The foundation for this affectionate movie, carved out of an anime series which ran for two seasons in all, is undoubtedly Okko herself. The relationships she builds throughout its string of vignette-style meetings are bolstered by touchstones of Japanese culture to further highlight how universal her predicament is. The spirit and human realms crossing over within her becomes a poignant reflection on how trauma destroys then remakes us, wounded but stronger, different and yet somehow still the same.
By overcoming these spiritual shifts, Okko proves herself quite the role model for anyone who either has psychic abilities… or works in customer service. She’s quite ordinary as opposed to many other ‘I-see-dead-people’ types we see in media, compassionate and practical (except for when she gets in a flap over creepy crawlies) while still conscious of when to take charge. She has all the chops of a budding counsellor or spiritual healer, coaching her many troubled guests through grief and pain of all kinds. The film is almost a study into what an innkeeper—and by extension any person with friends, family and acquaintances—should be in life. Reliable, dutiful, responsible, but never letting those qualities overrule kindness or intuition.
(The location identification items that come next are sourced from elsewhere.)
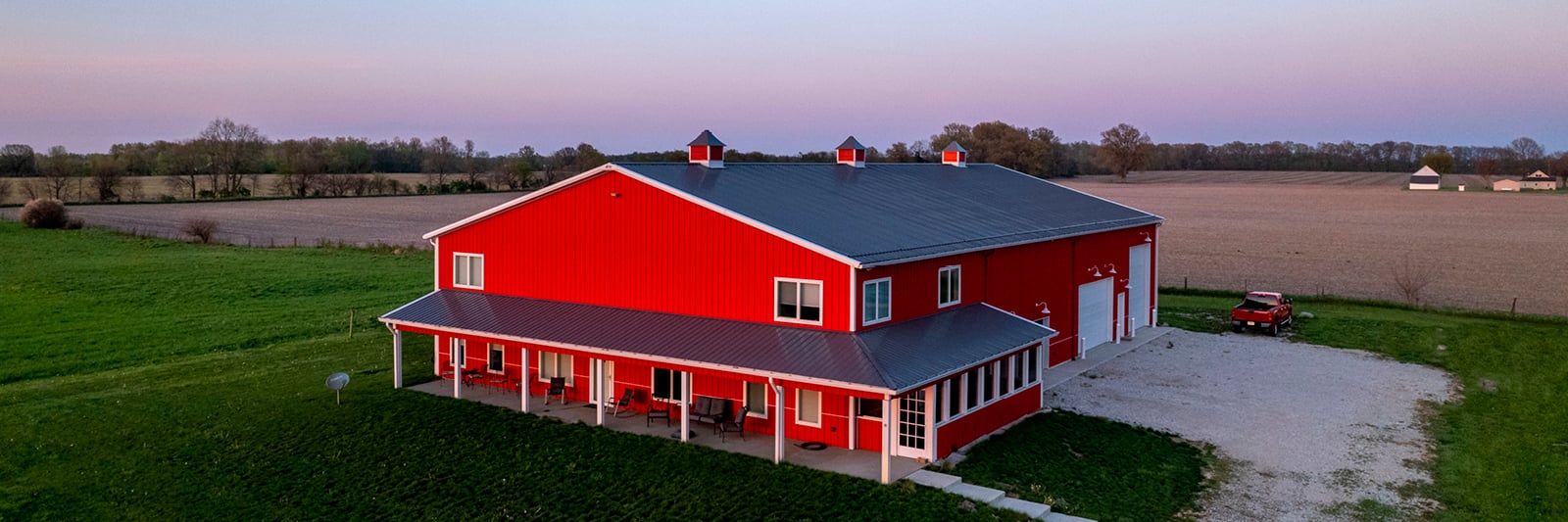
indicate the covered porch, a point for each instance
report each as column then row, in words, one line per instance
column 854, row 462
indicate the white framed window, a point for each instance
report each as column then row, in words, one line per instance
column 666, row 384
column 467, row 270
column 460, row 350
column 948, row 286
column 556, row 365
column 875, row 302
column 808, row 407
column 757, row 400
column 797, row 300
column 498, row 359
column 867, row 407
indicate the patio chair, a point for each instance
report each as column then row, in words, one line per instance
column 623, row 404
column 557, row 389
column 739, row 425
column 658, row 409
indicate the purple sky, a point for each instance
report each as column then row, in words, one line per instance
column 783, row 77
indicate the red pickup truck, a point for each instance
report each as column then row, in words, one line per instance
column 1264, row 310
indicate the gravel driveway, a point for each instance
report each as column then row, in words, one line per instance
column 1309, row 430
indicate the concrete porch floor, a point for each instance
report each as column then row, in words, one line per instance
column 854, row 462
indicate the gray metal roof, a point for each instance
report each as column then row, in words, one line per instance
column 851, row 143
column 896, row 356
column 706, row 138
column 894, row 212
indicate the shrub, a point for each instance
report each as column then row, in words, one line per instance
column 200, row 229
column 44, row 214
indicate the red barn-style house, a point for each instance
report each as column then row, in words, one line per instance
column 894, row 308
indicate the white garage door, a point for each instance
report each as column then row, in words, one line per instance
column 1139, row 284
column 1095, row 302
There’s an understated kind of beauty in each chapter of this story, obviously an effect of Ghibli veteran Kitaro Kosaka imparting the studio’s unmistakeable aesthetic. Despite the lines between episodes of the show sometimes peeking out, this doesn’t break the soothing, quiet wildness of the story and its surroundings. Watching is like taking a dip in the healing waters of Hananoyu Inn’s fabled hot spring for yourself. You come out of it cleansed and reinvigorated, perhaps with a new perspective on some trouble or other you’ve tried to sweep under the rug.
For anyone who’s missing someone, Okko’s Inn has a cosy spot to curl up and reflect, and sometimes in surprising ways. The junior innkeeper is inspirational for how she manages her grief by helping others with theirs. But she’s also there as a reminder that sadness doesn’t equal weakness.